Permettez-moi de venir contester radicalement l’idée que vous vous faites de la déontologie d’un fonctionnaire de l’État. Vous vous faites une bien piètre conception de l’honneur d’un fonctionnaire en affirmant ainsi sans détour qu’il consiste seulement à obéir sans discuter aux décisions prises par l’État. Un fonctionnaire est un homme responsable avant d’être un sujet obéissant. Et un homme responsable obéit aux exigences de sa conscience avant de se soumettre aux injonctions de l’État. Et vous-même, Monsieur l’inspecteur, vous vous faites une bien piètre idée de la démocratie en voulant caporaliser tous les enseignants qui travaillent sous votre responsabilité. N’auriez-vous jamais entendu parler de l’obligation même pour les baïonnettes d’être intelligentes ? Vous alléguerez probablement qu’en France nous sommes en démocratie et que, de ce fait, les décisions prises par la majorité valent pour tous. Mais, précisément, l’histoire l’a amplement montré, la démocratie est beaucoup plus menacée par l’obéissance passive des citoyens que par leur désobéissance. Les enseignants désobéisseurs ne sont pas des délinquants, ils sont des dissidents. Et la grandeur de la démocratie, c’est de ne pas traiter des dissidents comme des délinquants. La grandeur de la démocratie, c’est de ne pas criminaliser la dissidence, mais de la reconnaître comme l’expression de la liberté de citoyens qui entendent exercer pleinement leur responsabilité de citoyens. La grandeur de la démocratie, c’est de reconnaître le droit à un civisme de dissentiment.

Á l’évidence, les enseignants désobéisseurs n’ont pas agi pour défendre leurs intérêts personnels, ni aucun autre intérêt particulier. S’ils ont pris les risques de la désobéissance civile, c’est manifestement pour défendre l’intérêt général, plus précisément l’intérêt des élèves dont ils ont la charge. Comment peut-il se faire que vous n’ayez pas compris que les enseignants qui s’insoumettent le font par conscience professionnelle ? Et que c’est précisément tout à leur honneur. Pourquoi donc n’avez-vous pas tenté de comprendre les raisons profondes de leur insoumission ? N’est-ce point l’une des responsabilités de votre fonction d’être à l’écoute des enseignants ? Pourquoi ne savez-vous parler que de sanctions quand il faudrait faire preuve d’attention ?

Que, de manière à peine voilée, vous suggériez à Monsieur Bastien Cazals d’aller faire son métier dans l’enseignement privé manque singulièrement d’élégance. Mais, surtout, cela manque totalement de pertinence. Par son geste, Monsieur Cazals entend affirmer qu’il croit plus que jamais à sa mission d’enseignant de l’école publique et qu’il veut pleinement l’assumer.

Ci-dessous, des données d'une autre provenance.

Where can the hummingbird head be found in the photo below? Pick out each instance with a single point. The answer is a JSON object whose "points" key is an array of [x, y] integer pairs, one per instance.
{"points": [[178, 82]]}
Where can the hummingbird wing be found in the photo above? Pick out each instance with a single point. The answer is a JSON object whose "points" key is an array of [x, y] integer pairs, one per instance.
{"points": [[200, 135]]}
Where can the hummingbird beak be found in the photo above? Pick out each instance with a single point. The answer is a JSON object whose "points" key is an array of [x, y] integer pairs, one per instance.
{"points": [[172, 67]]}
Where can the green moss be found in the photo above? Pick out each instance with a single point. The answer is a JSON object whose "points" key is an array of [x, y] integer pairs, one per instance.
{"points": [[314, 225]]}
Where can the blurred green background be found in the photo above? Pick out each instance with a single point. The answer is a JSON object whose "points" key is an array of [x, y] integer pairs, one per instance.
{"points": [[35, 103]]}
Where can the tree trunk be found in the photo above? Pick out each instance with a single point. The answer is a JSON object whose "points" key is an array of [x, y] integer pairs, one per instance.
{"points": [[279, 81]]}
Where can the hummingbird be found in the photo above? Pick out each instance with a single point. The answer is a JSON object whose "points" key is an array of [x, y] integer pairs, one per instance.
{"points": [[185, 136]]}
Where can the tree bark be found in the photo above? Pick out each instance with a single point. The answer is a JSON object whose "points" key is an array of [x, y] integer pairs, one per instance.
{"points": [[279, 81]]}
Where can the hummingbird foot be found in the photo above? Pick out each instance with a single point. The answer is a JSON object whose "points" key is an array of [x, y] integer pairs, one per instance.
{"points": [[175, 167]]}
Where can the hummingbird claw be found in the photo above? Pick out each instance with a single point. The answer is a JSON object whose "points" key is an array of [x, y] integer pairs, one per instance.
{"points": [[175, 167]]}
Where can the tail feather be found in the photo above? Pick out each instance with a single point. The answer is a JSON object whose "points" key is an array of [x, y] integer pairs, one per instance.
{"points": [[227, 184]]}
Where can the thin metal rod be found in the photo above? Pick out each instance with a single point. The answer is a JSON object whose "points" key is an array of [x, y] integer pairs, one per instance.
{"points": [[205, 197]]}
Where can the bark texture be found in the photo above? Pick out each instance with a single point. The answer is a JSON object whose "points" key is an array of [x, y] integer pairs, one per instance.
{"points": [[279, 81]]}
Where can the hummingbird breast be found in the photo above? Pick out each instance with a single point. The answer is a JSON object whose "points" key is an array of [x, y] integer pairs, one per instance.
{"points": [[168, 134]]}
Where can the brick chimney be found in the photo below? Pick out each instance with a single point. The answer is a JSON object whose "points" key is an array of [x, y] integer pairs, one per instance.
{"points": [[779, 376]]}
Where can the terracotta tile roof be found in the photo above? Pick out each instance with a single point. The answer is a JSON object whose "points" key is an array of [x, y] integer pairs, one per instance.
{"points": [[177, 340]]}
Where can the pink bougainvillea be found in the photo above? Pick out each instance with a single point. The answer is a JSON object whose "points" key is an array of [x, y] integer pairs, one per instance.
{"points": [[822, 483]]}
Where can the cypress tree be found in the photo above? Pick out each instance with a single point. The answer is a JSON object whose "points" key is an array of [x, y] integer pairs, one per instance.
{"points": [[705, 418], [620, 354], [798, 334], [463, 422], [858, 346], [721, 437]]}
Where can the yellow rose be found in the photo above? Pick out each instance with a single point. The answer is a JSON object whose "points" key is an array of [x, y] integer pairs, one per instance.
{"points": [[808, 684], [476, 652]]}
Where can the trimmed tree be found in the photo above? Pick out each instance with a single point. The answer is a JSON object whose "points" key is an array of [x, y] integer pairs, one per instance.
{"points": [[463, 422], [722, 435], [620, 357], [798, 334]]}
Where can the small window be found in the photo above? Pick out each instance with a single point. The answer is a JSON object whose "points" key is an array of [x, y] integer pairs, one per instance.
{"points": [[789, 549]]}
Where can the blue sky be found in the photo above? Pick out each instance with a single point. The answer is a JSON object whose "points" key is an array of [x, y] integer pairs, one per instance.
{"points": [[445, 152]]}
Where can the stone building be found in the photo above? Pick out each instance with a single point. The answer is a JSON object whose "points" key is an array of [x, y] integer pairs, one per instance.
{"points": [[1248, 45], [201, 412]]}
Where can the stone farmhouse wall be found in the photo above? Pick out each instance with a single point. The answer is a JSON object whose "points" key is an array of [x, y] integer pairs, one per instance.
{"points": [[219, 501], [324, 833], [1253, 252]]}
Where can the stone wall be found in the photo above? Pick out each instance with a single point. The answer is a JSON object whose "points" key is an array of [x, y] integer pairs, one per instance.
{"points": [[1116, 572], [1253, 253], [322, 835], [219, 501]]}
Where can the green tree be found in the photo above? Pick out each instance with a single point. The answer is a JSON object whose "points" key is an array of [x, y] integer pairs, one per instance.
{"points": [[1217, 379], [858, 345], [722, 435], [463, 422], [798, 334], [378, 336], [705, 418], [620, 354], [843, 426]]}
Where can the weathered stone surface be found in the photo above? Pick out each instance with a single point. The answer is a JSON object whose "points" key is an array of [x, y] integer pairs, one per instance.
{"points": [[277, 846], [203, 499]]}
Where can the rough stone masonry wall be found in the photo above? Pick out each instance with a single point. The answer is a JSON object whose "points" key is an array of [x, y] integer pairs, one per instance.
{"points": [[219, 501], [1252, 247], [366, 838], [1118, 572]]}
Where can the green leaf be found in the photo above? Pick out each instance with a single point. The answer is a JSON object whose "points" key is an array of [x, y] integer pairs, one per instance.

Soyez en certain, les sanctions que vous avez prises et reprises après les avoir levées, comme celles que vous prendrez, ne sont pas de nature à dissuader les enseignants qui entendent agir en conscience pour le bien de leurs élèves. « La désobéissance civile, affirme Gandhi, est le droit imprescriptible de tout citoyen. Il ne saurait y renoncer sans cesser d’être un homme. […] Ce serait vouloir emprisonner la conscience que de faire cesser la désobéissance civile. » Vous conviendrez que les enseignants désobéisseurs ont bien choisi leur maître et qu’ils sont donc … à bonne école.

Je veux croire qu’en définitive, vous saurez faire prévaloir la raison.

Je vous prie d’agréer, Monsieur l’inspecteur, l’expression, des mes sentiments respectueux.

Jean-Marie Muller

Notes

[1On peut consulter le blog de Bastien Cazals.

[2Extraits d’une interview publiée dans Montpellier journal le 6 janvier 2009 : http://montpellierjournal.blogspot.....

[3Référence : http://resistancepedagogique.blog4e....

Le “titre” a été choisi par LDH-Toulon.